Avrupa, bir yol ayrımının eşiğindedir
Avrupa, bir yol ayrımının eşiğindedir
Yaptığı İslam karşıtı açıklamalarla dünyanın tepkisini çeken Fransa Cumhurbaşkanı Emmanuel Macron ve Macron’cular haddini aşan girişimleriyle ‘İslam düşmanı fitneyi hortlatıyor’.
Macron, kendisi gibi düşünen İslam düşmanlarının kirli izini sürerek ‘Türkiye ve İslam karşıtı’ politikalar izleyerek destek bulacağına inanıyordu ancak umduğunu bulamadı ve bu yanlış politikaları yüzünden ağır eleştirilere maruz kalıyor.
Çünkü Türk düşmanlığının yanında İslam ve Müslümanlarıhedef alan Mösyö Macron hem ülkesi Fransa’ya hem de Fransızlara zarar vermektedir.
Mösyö Macron, sadece İslam dünyasında değil, Rusya ve AB üyesi bazı ülkelerdeki siyasiler ve siyaset bilimcileri tarafından da yersiz ve gereksiz çıkışlar yapmakla eleştiriliyor.
Bir yandan dünya genelindeki çatışma hatlarında aktif rol üstlenme hevesi uğruna Türkiye gibi bir ülkeyi diğer yandan ise ‘İslamcı ayrılıkçılık ile mücadele etme’ bahanesiyleyse İslam ve Müslümanları karşısına almak, bir devletadamı için ‘siyasi intihar’ niteliğindedir.
Akıllı ve tecrübeli bir siyasetçinin yapacağı bir hata ise asla değildir.
MACRON VE MACRON’CULAR
Macron’un yanında şimdi bir de ‘Macron’cular İtifakı’ oluştu.

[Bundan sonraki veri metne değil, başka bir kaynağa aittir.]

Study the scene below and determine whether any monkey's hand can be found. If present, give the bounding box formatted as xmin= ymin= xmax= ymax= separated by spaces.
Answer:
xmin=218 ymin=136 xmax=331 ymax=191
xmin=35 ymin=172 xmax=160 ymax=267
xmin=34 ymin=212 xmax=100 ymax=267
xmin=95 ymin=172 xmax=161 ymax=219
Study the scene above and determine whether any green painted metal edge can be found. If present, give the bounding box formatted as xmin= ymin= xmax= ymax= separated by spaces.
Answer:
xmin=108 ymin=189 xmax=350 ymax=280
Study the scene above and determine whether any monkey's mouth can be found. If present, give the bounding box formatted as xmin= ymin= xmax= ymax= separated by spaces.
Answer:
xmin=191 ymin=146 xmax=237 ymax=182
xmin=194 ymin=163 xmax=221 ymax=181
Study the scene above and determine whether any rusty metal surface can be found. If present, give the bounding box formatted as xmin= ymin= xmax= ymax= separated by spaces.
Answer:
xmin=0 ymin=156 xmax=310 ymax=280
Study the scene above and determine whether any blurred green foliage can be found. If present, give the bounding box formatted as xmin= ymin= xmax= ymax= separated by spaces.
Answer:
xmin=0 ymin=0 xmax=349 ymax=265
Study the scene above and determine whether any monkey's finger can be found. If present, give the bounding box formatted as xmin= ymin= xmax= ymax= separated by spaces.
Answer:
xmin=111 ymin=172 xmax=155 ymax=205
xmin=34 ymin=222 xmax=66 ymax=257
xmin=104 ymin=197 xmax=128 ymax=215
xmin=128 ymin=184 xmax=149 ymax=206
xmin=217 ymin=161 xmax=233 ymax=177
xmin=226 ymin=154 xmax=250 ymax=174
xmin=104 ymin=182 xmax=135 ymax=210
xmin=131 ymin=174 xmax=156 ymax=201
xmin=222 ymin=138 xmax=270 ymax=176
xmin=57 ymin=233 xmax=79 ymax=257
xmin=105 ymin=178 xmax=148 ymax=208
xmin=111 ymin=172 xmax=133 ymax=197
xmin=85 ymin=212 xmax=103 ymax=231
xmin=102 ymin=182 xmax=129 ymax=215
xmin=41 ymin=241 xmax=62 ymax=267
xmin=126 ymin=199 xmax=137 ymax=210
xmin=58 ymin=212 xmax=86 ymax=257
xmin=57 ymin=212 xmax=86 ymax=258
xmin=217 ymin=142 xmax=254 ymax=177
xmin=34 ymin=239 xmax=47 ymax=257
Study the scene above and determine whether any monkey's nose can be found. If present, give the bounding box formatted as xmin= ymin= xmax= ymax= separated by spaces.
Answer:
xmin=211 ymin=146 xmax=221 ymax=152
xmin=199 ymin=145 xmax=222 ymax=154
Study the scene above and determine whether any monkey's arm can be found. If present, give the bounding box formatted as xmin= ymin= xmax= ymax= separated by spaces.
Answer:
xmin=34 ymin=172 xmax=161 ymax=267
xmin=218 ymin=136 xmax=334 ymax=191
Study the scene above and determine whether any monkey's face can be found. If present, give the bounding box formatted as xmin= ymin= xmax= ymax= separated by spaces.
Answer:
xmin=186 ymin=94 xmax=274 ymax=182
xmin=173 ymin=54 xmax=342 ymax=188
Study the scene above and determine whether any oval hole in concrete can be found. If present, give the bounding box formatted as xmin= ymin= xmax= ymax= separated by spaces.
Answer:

Irkçı Faşist akımlar Macron’un açıklamalarından aldıkları cesaretle sadece Fransa’da değil, aynı zamanda tüm Avrupa genelinde İslam’a ve Müslümanlara yönelik saldırılara geçtikleri dikkat çekmektedir.
Fransa aşırı sağcı Ulusal Cephe (FN) partisi lideri Marine Le Pen, Almanya Milliyetçi Demokratik Partisi (Nationaldemokratische Partei Deutschlands-NPD)’nin devamı olanaşırı sağcı Almanya için Alternatif Partisi (AfD), Hollanda’da aşırı sağcı Özgürlükler Partisinin (PVV) lideri Geert Wilders, İtalya Kuzey Birliği Partisi (Lega Nord) lideri Matteo Salvini, aşırı sağcı Avusturya Özgürlük Partisi (FPÖ) ve Çekya›da Özgürlük ve Doğrudan Demokrasi Partisinin (SPD) Genel Başkanı Tomio Okamura başta olmak üzere Rumen, Bulgar ve İngiliz parti ve örgütlerin bir ortak görüş içinde İslam ve Müslümanlara karşı harekete geçtikleri dikkat çekmektedir.
Macron’un kirli izini süren İslam karşıtı ‘şer ittifakı’ “Artık yeter. Avrupa’nın, topraklarımızda İslam ve Müslümanları temizlenmesi için barışçıl yasalardan kendisimizi muaf tutmanın vakti gelmiştir” şeklindeki ortak siyasi tavırları ise toplumsal barış adına fevkalade tehlikeli ve açık bir tehdittir.
Bu gelişmeler dikkate alındığında Fransa Devlet Başkanı Emmanuel Macron’un din olarak İslam’ı, dolayısıyla da Müslümanları topyekûn zan altında bırakmış, aşırıcılık ve terörizm yanlısı göstermiş olmanın yanında Avrupa’daki İslam düşmanlarının oluşturduğu İslam ve Müslüman karşıtı ‘Şer İttifakı’nın değirmenine su taşımaktadır.
AVRUPA’DAKİ MÜSLÜMANLAR ZOR DURUMDA
Yapılan araştırmalarda Avrupa’da yoğun bir ırkçılık problemi yalanmaktadır. Müslümanlar hayatın birçok alanından sistematik bir biçimde dışlanmakta ve toplumsal yaşamın merkezinde kendilerine yer bulmakta zorlanmaktadırlar.
Hukukun üstünlüğünü temel esas kabul eden devletlerin birliği olduğu iddiasındaki Avrupa Birliği (AB) adına İslam ve Müslümanların dışlanması, baskı altına alınması ve tehdit edilmesi ise utanç vericidir.
Mevcut ön yargılar kışkırtılarak sadece farklı inançlarından dolayı Müslümanların her gün ayrımcılık ve dışlamaya maruz kalmaları kendini medeni olarak tanımlayan Avrupa’nın kuruluş felsefesinden hızla uzaklaştığı bir gerçektir.
Şimdi; Avrupa Birliği (AB) bir yol ayrımının eşiğindedir.
Ya AB, kuruluş ilkelerine dönerek gerekli yasal düzenlemeler sonunda Macron ve Macron’cu beladan kurtulacak, ya da Avrupa hızla Faşizme teslim olacaktır…
Üçüncü bir seçenek şansı ise maalesef yoktur.